Self-growth by getting out of your comfort zone
When you’re in your comfort zone, you’re in stasis. Your muscles lose their mass and atrophy. You don’t leave space for yourself to grow. You don’t leave space for hope or anticipation or excitement: each of which are in certain ways types of discomfort.
Physical discomfort #
You know that feeling after you’ve worked out and your muscles ache? You did some push ups, did some jogging, took a spin on a bike, or exercised with some kettle bells. If you didn’t overdo it, you’ll feel a slight pain–a slight discomfort. That’s you growing.
This is the type of growth and discomfort most people are probably familiar with, as it’s a real visceral feeling of growth they experience in their bodies. Working with your physical health is such an accessible way for you to learn to experience self-growth.

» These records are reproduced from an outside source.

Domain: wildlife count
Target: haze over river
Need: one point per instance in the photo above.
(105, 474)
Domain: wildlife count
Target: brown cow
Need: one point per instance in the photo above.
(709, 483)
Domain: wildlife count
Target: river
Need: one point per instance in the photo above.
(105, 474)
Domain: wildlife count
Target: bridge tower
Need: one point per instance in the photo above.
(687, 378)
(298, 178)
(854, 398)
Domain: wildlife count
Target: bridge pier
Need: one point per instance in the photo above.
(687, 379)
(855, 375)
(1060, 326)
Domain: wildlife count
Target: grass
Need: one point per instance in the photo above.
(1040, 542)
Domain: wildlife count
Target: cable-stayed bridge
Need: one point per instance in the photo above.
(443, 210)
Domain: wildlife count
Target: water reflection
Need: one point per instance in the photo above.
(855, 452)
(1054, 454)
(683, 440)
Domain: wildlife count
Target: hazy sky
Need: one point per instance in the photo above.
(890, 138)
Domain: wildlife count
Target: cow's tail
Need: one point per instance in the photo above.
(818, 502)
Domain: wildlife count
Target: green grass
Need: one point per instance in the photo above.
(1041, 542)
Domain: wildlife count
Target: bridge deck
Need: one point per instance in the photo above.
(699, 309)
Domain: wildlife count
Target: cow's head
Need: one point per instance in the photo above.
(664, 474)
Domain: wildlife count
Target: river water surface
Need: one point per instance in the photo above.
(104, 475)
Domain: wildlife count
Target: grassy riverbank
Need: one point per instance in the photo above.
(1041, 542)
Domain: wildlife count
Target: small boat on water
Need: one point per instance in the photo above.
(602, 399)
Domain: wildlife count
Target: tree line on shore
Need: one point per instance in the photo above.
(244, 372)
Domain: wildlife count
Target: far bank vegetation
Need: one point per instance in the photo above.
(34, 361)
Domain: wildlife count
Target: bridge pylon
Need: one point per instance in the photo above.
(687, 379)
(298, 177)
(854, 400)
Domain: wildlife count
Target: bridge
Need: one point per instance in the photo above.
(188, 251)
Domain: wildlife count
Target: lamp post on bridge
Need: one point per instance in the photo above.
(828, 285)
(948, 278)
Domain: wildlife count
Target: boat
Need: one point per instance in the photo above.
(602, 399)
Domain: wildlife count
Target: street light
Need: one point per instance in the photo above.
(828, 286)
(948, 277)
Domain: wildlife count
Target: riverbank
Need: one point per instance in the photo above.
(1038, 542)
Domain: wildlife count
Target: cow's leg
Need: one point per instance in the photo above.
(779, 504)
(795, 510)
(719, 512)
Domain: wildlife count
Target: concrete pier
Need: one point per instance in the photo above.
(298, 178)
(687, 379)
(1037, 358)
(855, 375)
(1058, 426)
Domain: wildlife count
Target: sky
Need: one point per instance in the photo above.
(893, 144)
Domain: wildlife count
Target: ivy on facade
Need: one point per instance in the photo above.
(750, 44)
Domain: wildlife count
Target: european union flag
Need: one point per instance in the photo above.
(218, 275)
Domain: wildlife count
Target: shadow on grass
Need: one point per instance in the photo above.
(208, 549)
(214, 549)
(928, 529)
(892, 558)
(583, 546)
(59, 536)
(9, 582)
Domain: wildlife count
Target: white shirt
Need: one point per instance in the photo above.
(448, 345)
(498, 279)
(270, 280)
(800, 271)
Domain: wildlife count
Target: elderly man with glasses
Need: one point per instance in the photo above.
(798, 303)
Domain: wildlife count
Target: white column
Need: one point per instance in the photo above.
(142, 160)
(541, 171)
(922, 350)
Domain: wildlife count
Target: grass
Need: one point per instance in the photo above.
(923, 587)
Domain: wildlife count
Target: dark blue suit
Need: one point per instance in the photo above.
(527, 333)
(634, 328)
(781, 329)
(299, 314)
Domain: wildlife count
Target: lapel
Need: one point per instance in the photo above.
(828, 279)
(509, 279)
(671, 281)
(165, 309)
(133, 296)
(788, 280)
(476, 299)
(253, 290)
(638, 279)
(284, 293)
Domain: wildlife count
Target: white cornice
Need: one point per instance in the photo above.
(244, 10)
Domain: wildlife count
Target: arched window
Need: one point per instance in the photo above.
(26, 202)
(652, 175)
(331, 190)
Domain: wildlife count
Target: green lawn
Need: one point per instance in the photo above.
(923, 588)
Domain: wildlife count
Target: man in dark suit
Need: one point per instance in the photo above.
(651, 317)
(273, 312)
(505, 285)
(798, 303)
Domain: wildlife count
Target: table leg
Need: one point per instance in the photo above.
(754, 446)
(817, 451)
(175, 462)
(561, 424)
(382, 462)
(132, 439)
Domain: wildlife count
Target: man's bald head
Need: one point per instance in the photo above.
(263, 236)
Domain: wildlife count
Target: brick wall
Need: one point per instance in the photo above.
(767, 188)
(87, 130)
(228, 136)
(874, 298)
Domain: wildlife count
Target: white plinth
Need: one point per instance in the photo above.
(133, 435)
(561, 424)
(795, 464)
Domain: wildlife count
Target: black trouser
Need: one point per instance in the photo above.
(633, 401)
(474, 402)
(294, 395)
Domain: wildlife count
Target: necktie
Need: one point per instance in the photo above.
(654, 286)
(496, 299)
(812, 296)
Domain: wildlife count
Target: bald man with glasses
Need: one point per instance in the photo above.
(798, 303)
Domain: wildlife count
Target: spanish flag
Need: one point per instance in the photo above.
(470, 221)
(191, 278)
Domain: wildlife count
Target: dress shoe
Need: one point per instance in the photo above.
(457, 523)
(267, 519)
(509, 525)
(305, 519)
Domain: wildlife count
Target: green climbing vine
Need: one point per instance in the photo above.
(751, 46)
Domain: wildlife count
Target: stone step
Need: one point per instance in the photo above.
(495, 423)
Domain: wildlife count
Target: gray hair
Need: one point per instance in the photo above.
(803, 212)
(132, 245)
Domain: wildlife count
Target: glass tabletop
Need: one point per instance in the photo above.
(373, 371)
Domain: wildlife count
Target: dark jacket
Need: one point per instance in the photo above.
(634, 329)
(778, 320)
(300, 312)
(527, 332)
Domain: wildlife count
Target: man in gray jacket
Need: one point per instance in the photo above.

If you’re not doing anything now, it can be as easy as taking 5 minutes a day. Need help on how to get started? I like to do some simple stretches every morning with these exercises:
- Toe touches
- Shoulder rolls
- Chest stretch
- Standing quad stretch
Emotional discomfort #
If you’re like most people, you likely have feelings of doubt, fear, and anxiety. These emotions are especially strong in times of distress such as breaking up with a partner or when you’re feeling lost in life. In these especially difficult situations, it’s hard to be able to practice self-growth, as you’re in such an emotionally trying place that attempts to grow can actually be harmful for you: it’s like you’re poking on a gaping wound that’s already bleeding–it’s not going to help.
Instead, it’s better to wait for a time when you’re in a safe space for yourself where you can be receptive to learning how to navigate new emotional states for yourself.
Let’s say you’re feeling anxious about talking to someone at a party. Give yourself the opportunity to believe in yourself and have faith that you can have a worthwhile conversation with someone new. Maybe you’re not used to having that confidence, but it’s a great practice to help in your emotional self-growth.
Another example might be if you’re feeling lonely you could let yourself feel that loneliness just a little more rather than trying to patch it up by being with other people. It can make you feel a bit vulnerable, despite experience just within yourself, but the small amount of discomfort can help you build both understanding and resilience: both of which are great to have more of in your journey of personal growth.
Intellectual discomfort #
Self-growth isn’t just about saying you’ll do things and doing them. Growth only really makes sense in the context of where you are today, where you were before, and the goals you have for yourself in the future.
You have to do the work to define what your growth means, and this includes:
- Defining your goals
- Being mindful of the experiences you’re having
- Learning from those experiences
- Reflection on the journey and the accomplishment of your goals
When you’ve been able to measure your growth, you know you’ve grown. It’s your job to do this yourself, and it’s work. You could try to outsource it to others, but that’s not really self-growth (do we call that other-growth?).
Defining your goals will give you clarity and keep you focused, and it may not necessarily be fun, but that’s part of the discomfort.
Other forms of intellectual discomfort for self-growth include:
- Learning a new skill
- Reading a book
- Writing your thoughts out
Existential discomfort #
We don’t often see ourselves in different ways. You may want to be a better person tomorrow, but who is that better person you’ll see in the mirror?
After watching the Billie Eilish documentary and hearing interviews with her, it was inspiring to hear her speak about how she gave the director full creative control, especially given all the footage they had of her before her stardom. I’m sure there was plenty of cringe-worthy material that gave her goosebumps when she saw it. But it’s real and it’s raw, just like we are all are, and the way we saw ourselves in the past can become something else in the present and the future.
This type of self examination can be uncomfortable for a lot of people, and most of us don’t much time examining and questioning our own egos. It’s not uncommon for someone who starts practicing meditation to come upon a wall inside themselves that was built by their own egos to defend themselves. The ego doesn’t like to be challenge, and yet, it’s a through this self-built wall where we have room to grow.
Every challenge is an opportunity to improve #
There’s a light at the end of those dark tunnels even if we haven’t learned to open our eyes yet to see where that light is. It can sometimes be easier than others, but it almost always takes work, and that’s what makes it worthwhile: overcoming the challenges is what makes the experience of self-growth so satisfying.
That’s not to say you should be in a constant state of turmoil. I recommend that you still make time to celebrate your wins and give yourself to just exist and soak in the blue sky above you and to enjoy every sandwich.
I hope your journey of growth continues with moments of anticipation, illumination, and small bits of discomfort.